El porcentaje de estadounidenses que afirman consumir alcohol se mantiene en un mínimo histórico del 54% por segundo año consecutivo, la cifra más baja registrada por Gallup desde 1939. Esto es prácticamente 1 de cada 2 adultos consumo alguna bebida con alcohol independientemente de su frecuencia o cantidad.
El consumo de alcohol autodeclarado disminuyó en los últimos años, pasando del 67% en 2022 al 58% en 2024 y al 54% en 2025, antes de estabilizarse este año, destaca un
estudio de Gallup que toma como base los resultados más recientes en entrevistas realizadas a adultos estadounidenses mayores de 18 años en su encuesta sobre hábitos de consumo, llevada a cabo entre el 1 y el 19 de julio.

El 51% de los adultos estadounidenses cree que consumir una o dos bebidas alcohólicas al día es perjudicial para la salud. Esta cifra se mantiene prácticamente sin cambios respecto al récord del 53% del año pasado y marca la segunda vez, desde que Gallup formuló la pregunta por primera vez en 2001, que la mayoría expresa esta opinión.
En 2001, el 27% consideraba que beber con moderación era perjudicial para la salud, el 22% opinaba que era beneficioso y el 46% afirmaba que no suponía ninguna diferencia. Estas opiniones cambiaron relativamente poco durante aproximadamente una década antes de que los estadounidenses se volvieran más escépticos.
También ha aumentado la concienciación pública sobre las investigaciones relacionadas con el consumo de alcohol y la salud. El 86 % de los estadounidenses afirma haber oído hablar, al menos parcialmente, de estudios recientes sobre los efectos a largo plazo del consumo de alcohol en la salud, frente al 79 % en 2024. Un porcentaje menor declara haber oído hablar bastante o mucho sobre estos estudios, aunque esta cifra también ha aumentado ligeramente, pasando del 49 % en 2024 al 54 % en la actualidad.
A medida que el consumo general de alcohol ha disminuido, el porcentaje de estadounidenses que afirman beber demasiado ocasionalmente también ha descendido, alcanzando un nuevo mínimo del 13%. Antes del año 2000, más del 20% de los estadounidenses declaraban beber en exceso de forma habitual, incluyendo un máximo histórico del 35% en 1989.
En términos generales, los estadounidenses que consumen alcohol reportan un promedio de 3,2 bebidas en la última semana. Esta cifra es similar a las 2,8 reportadas el año pasado, pero inferior al promedio de 3,9 bebidas semanales registrado en las cinco mediciones anteriores.
La disminución del consumo de alcohol es común a todos
La disminución del consumo de alcohol desde 2023 es evidente en la mayoría de los grupos demográficos, incluidos hombres, mujeres, adultos blancos y no blancos, y todos los grupos de edad. Ninguno de estos grupos experimentó cambios significativos durante el último año.
Entre los partidarios de cada partido, el consumo de alcohol ha disminuido drásticamente en comparación con 2023 entre republicanos e independientes, pero no entre demócratas.
El consumo de alcohol también ha disminuido desde 2023 entre los adultos moderadamente religiosos y no religiosos (según la frecuencia de asistencia a la iglesia u otros servicios religiosos), mientras que no ha disminuido entre los adultos muy religiosos (aquellos que asisten semanalmente). Sin embargo, el consumo de alcohol ya era menos común entre el grupo más religioso.
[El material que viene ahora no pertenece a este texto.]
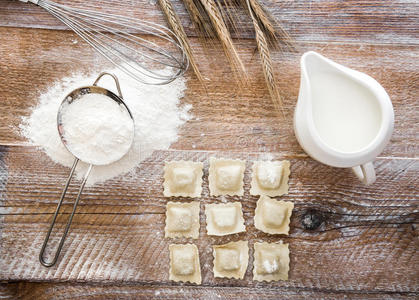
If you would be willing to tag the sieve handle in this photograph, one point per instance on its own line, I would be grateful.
(60, 246)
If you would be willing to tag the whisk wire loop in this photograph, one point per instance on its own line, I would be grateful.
(116, 39)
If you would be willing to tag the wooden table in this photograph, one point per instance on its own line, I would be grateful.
(367, 243)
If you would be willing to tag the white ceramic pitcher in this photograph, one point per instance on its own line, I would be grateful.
(343, 118)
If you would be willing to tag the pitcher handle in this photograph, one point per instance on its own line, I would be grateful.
(365, 173)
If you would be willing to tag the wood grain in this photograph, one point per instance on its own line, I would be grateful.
(117, 234)
(43, 291)
(226, 118)
(378, 21)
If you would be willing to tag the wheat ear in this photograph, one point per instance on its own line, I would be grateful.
(266, 60)
(270, 24)
(198, 18)
(225, 38)
(175, 24)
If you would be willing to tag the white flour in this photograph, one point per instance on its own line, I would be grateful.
(97, 129)
(155, 109)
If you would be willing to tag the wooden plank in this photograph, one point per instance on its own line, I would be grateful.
(117, 235)
(377, 22)
(226, 118)
(33, 179)
(29, 290)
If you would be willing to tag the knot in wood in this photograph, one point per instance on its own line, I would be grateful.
(312, 219)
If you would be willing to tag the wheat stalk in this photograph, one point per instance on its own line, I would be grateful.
(266, 60)
(225, 38)
(198, 17)
(176, 25)
(268, 22)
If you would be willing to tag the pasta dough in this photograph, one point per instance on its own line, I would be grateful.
(224, 219)
(182, 220)
(270, 178)
(184, 263)
(182, 179)
(231, 260)
(272, 216)
(226, 176)
(271, 262)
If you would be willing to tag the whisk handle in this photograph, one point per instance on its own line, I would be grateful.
(60, 246)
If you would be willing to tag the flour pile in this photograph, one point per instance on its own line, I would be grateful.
(156, 111)
(97, 129)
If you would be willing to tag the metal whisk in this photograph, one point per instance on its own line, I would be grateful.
(117, 39)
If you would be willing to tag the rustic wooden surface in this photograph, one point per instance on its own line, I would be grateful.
(367, 244)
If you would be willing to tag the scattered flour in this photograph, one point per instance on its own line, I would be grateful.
(156, 111)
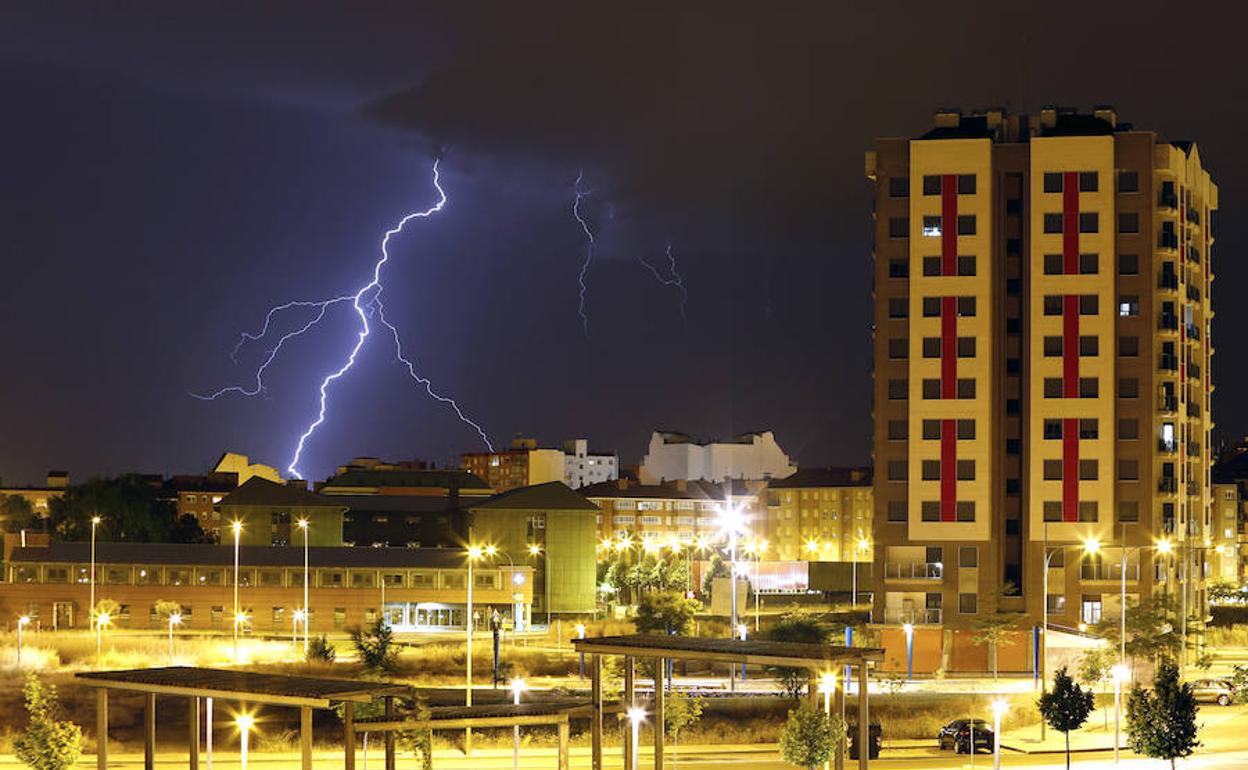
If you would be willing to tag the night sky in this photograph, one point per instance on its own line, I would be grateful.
(169, 174)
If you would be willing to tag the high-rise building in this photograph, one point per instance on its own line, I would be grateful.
(1041, 368)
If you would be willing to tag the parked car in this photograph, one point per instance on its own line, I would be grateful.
(957, 735)
(875, 734)
(1213, 690)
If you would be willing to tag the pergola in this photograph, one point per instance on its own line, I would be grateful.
(305, 693)
(815, 658)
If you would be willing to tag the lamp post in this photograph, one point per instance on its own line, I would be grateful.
(999, 708)
(1118, 673)
(101, 622)
(174, 619)
(517, 687)
(307, 612)
(95, 522)
(909, 629)
(21, 623)
(635, 716)
(245, 723)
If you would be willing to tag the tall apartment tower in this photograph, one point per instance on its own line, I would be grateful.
(1041, 367)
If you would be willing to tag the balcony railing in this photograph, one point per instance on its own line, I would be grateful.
(916, 617)
(912, 570)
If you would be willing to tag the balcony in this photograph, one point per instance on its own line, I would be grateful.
(916, 617)
(914, 570)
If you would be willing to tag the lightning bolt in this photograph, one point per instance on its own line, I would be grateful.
(367, 305)
(675, 280)
(579, 195)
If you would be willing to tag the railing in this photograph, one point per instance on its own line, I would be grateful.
(912, 570)
(915, 617)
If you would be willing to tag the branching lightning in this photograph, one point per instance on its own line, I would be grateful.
(675, 280)
(579, 195)
(367, 305)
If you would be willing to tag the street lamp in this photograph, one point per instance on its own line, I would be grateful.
(95, 522)
(909, 628)
(101, 622)
(21, 623)
(237, 529)
(1120, 674)
(999, 708)
(174, 619)
(635, 716)
(245, 723)
(307, 613)
(517, 687)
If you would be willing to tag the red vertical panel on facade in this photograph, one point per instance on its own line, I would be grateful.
(949, 469)
(1071, 224)
(949, 225)
(1071, 346)
(1070, 469)
(949, 347)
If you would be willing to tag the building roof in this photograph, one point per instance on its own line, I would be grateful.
(824, 477)
(262, 492)
(247, 687)
(248, 555)
(550, 496)
(443, 478)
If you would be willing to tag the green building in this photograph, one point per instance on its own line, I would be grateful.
(270, 514)
(563, 524)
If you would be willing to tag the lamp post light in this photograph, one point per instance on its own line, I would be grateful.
(1120, 674)
(246, 723)
(635, 716)
(307, 612)
(909, 629)
(999, 708)
(21, 623)
(101, 622)
(95, 522)
(517, 687)
(237, 529)
(174, 619)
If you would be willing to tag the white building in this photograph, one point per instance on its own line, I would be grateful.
(749, 456)
(582, 467)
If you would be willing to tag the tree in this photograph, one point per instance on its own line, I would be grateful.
(995, 630)
(1066, 706)
(1162, 724)
(801, 628)
(679, 711)
(16, 512)
(1093, 669)
(665, 613)
(376, 647)
(48, 743)
(809, 736)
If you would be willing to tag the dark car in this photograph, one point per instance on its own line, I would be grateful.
(957, 735)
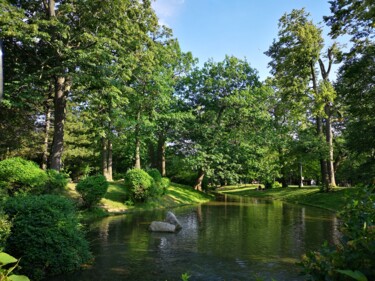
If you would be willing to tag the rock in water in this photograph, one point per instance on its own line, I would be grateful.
(171, 218)
(161, 226)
El uso de alternativas no alcohólicas es limitado
Por primera vez este año, Gallup preguntó a los estadounidenses sobre su consumo de alternativas sin alcohol. El 17%, incluyendo el 20% de los bebedores y el 14% de los no bebedores, informaron haber consumido cerveza, vino o licores sin alcohol en lugar de una bebida alcohólica en algún momento del último año.

Entre los bebedores que consumen bebidas no alcohólicas, el 38% afirma beber más de estas que antes, aproximadamente el doble del 17% que declara beber menos.
La cerveza mantiene una ligera ventaja
La cerveza mantiene una ligera ventaja como la bebida que los estadounidenses afirman consumir con mayor frecuencia. El 36% menciona la cerveza, el 32% opta por licores y el 30% por vino.
Estas cifras coinciden en gran medida con las de los últimos años. A largo plazo, las preferencias se han inclinado hacia las bebidas alcohólicas (un aumento de 12 puntos porcentuales desde 2016) y se han alejado de la cerveza (una disminución de siete puntos), mientras que la preferencia por el vino se ha mantenido cerca del 30%.